Hello 👋 Welcome to my corner of the internet. I write here about the different challenges I encounter, and the projects I work on. Find out more about me.
Recently I needed to run a set of headless browsers in parallel. While tuning this up to 75 instances running next to each other, after about 15.000 sessions having completed, I started seeing a variety of errors:
Thread: can't start new thread
OpenBLAS blas_thread_init: pthread_create: Resource temporarily unavailable
ThreadError: can't create Thread: Resource temporarily unavailable
Some of these were raised in the python runtime initiating the selenium sessions, some in other background jobs (ruby) and some in postgres workers.
The common aspect was: there seemed to be no threads available. You can roughly check how may threads are occupied by doing ps x | wc -l
I saw that when restarting the containers, the count would be low, but it would steadily grow into the many thousands. This indicated threads were not being released.

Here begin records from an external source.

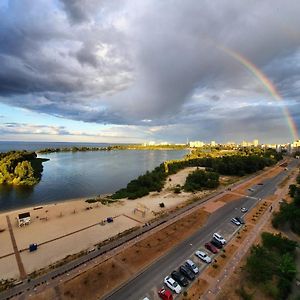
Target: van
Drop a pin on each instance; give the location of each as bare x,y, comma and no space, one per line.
192,266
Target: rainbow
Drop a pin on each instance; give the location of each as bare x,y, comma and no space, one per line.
267,84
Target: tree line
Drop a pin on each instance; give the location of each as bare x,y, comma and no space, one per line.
289,213
228,165
20,168
272,265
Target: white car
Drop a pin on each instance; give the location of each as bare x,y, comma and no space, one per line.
235,221
203,256
172,284
192,266
219,238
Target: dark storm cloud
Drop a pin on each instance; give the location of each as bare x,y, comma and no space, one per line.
124,62
75,10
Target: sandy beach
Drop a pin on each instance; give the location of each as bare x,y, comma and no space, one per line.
68,227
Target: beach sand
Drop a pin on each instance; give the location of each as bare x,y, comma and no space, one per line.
68,227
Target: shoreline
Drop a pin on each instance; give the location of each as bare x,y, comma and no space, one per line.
54,203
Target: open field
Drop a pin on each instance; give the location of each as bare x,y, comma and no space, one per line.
69,227
102,278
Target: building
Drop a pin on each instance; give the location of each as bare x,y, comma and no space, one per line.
294,147
24,219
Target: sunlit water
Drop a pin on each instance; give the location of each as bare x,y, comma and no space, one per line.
82,174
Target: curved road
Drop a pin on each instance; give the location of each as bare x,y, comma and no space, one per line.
148,282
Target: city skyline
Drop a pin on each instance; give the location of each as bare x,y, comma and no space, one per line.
136,71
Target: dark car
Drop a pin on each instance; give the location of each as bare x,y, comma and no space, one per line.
179,278
165,294
186,272
240,219
216,243
211,248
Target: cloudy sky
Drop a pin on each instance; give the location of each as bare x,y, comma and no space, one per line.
136,71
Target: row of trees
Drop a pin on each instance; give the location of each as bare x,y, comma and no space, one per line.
289,213
200,179
227,165
20,168
272,265
143,185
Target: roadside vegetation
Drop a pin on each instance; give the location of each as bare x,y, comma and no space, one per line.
200,179
271,266
241,164
289,213
20,168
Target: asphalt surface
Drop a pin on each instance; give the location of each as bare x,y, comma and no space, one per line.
148,282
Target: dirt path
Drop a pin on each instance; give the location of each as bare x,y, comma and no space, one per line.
216,284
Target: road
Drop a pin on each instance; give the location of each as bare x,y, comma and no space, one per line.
149,279
148,282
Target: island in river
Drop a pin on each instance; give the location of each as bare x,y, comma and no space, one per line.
20,168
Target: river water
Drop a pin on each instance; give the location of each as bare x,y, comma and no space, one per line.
71,175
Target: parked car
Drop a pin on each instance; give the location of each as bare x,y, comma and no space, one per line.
235,221
211,247
219,238
172,284
203,256
185,271
165,294
179,278
216,243
240,219
192,266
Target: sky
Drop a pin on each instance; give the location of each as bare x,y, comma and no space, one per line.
135,71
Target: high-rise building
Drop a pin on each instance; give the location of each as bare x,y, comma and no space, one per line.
196,144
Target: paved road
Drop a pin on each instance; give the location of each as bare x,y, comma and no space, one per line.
147,283
54,276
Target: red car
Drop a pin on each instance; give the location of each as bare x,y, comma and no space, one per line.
211,248
165,294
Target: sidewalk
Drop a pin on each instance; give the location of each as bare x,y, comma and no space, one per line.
216,284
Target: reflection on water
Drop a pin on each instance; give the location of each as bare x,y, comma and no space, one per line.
83,174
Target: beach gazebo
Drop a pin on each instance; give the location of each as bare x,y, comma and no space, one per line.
24,219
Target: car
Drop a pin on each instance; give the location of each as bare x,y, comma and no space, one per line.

Inspecting the outcome of ps aux, it became clear many of the processes were in fact zombie processes (identifiable by the <defunct>). To see a list of all zombie processes, do:
bash
ps axo stat,ppid,pid,comm | grep -w defunct
A zombie process is a process that has terminated (= is dead) but it still occupies an entry in the process table. When all entries are occupied, none can obviously be given out to new processes, and thus I started seeing errors.
To view the maximum amount of pids/threads on your system or in your container, do:
bash
sysctl kernel.pid_max kernel.threads-max
For me this was ±32.000, and with each browser session leaving behind two zombie processes, the figures added up.
To understand this, we must first understand how zombie processes should get cleaned up. Usually, when a process finishes, it sends a SIGCHLD signal to its parent. The parent process should then clean up those children, i.e. remove them from the process table. Learn more about these POSIX signals here.
Again inspecting the output of ps axo stat,ppid,pid,comm | grep -w defunct you should be able to see the parent process for the defunct processes.
Looking through similar bug reports (of processes not getting reaped), it became clear that quite often processes are simply not implemented to respond to all signals, or specific signals such as SIGCHLD.
In my case, the process was initiated within a buildpack, where PID 1 was a general /start command.
So my hypothesis was that this process did not handle the SIGCHLD signal properly.
This stackoverflow answer made clear that there are general “process supervisor” systems that do handle these process signals properly, and can be prefixed to any other command. I ended up going with dumb-init.
To make it work, we moved from a buildpack based deploy to a dockerfile based deploy, where we could apt-install dumb-init into the container, and then simply do:
ENTRYPOINT ["/usr/bin/dumb-init", "--"]
This makes dumb-init the first process, PID 1, and makes sure the signal can appropriately be handled.
Now, when going into the container at runtime and doing a watch ps axo stat,ppid,pid,comm, no zombie processes are visible anymore, meaning they are being effectively reaped.